On every monitor was now an 'FBI Alert - Wanted'- sign looking official with the photo of Bauer with a little attention signal to it.
"Wow. That was fast."
"21st century's a house of cards, Peter." Neal's phone beeped, and the sign was there as well. Soon, everyone went to their pockets. Sally had managed to get the message to people's phones as well.
"Now, the fun part."
People started to take notice, to look around, to react.
Soon:
"Hey! That's the guy! That - that's him!"
"We got him!"
Peter ran towards where people pointed, and they made way for him and Neal.
"T-that's him! That's him!"
And there he was, beige and anonymous and utterly baffled to be in everyone's attention. When he saw Peter, he started to run.
"Brauer! Freeze!" Diana yelled, meeting him with a drawn gun. He turned and ran the other way. But he soon found himself surrounded.
Brauer halted and let his shoulder bag slide down on the floor before he raised his hands in surrender.
Peter grabbed him by the collar and shoved him up against a pillar, cuffing him.
"You're under arrest."
"Man, he looks familiar," the kid said. "Have I seen your picture somewhere?"
"Yeah, you're somebody. Isn't he?"
"Yeah, he's definitely somebody."
"This won't stick," Brauer barked. "I'm a hero."
"You're a thief."
"Not underground.

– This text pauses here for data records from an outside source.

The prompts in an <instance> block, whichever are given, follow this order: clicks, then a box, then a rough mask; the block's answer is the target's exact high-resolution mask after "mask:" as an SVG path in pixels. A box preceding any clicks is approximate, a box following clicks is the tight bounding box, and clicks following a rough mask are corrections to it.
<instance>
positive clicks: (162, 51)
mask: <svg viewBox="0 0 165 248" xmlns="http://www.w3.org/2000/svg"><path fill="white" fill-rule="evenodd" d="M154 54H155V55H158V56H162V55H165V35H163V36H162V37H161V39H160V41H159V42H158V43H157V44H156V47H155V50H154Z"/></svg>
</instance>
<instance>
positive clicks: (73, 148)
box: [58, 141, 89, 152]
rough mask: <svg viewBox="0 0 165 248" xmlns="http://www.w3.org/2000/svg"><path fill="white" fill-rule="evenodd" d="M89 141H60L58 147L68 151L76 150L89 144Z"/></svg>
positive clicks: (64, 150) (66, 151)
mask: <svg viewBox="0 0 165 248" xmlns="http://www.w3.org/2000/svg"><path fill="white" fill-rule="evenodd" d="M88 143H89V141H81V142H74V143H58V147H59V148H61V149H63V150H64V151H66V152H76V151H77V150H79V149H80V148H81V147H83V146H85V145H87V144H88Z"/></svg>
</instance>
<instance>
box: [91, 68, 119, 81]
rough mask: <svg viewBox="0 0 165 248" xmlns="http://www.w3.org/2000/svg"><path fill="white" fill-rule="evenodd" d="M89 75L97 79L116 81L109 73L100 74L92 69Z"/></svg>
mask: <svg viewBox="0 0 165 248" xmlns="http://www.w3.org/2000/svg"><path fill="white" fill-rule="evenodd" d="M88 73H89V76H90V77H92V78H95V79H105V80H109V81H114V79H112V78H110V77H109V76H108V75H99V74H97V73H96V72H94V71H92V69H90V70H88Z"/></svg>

Not to my people."
Peter turned him around, facing him.
"I've actually spent a lot of time with your people," he told the cuffed man.
"More than he'd like," the kid added.
"You robbed a bank, and you tried to kill Vulture. You don't have any friends left, above or below ground."
Jones joined them, holding a laptop from Brauer's bag.
"And I bet this has everything we need to prove you built the virus."
"Just don't plug it in at the office," Peter grinned.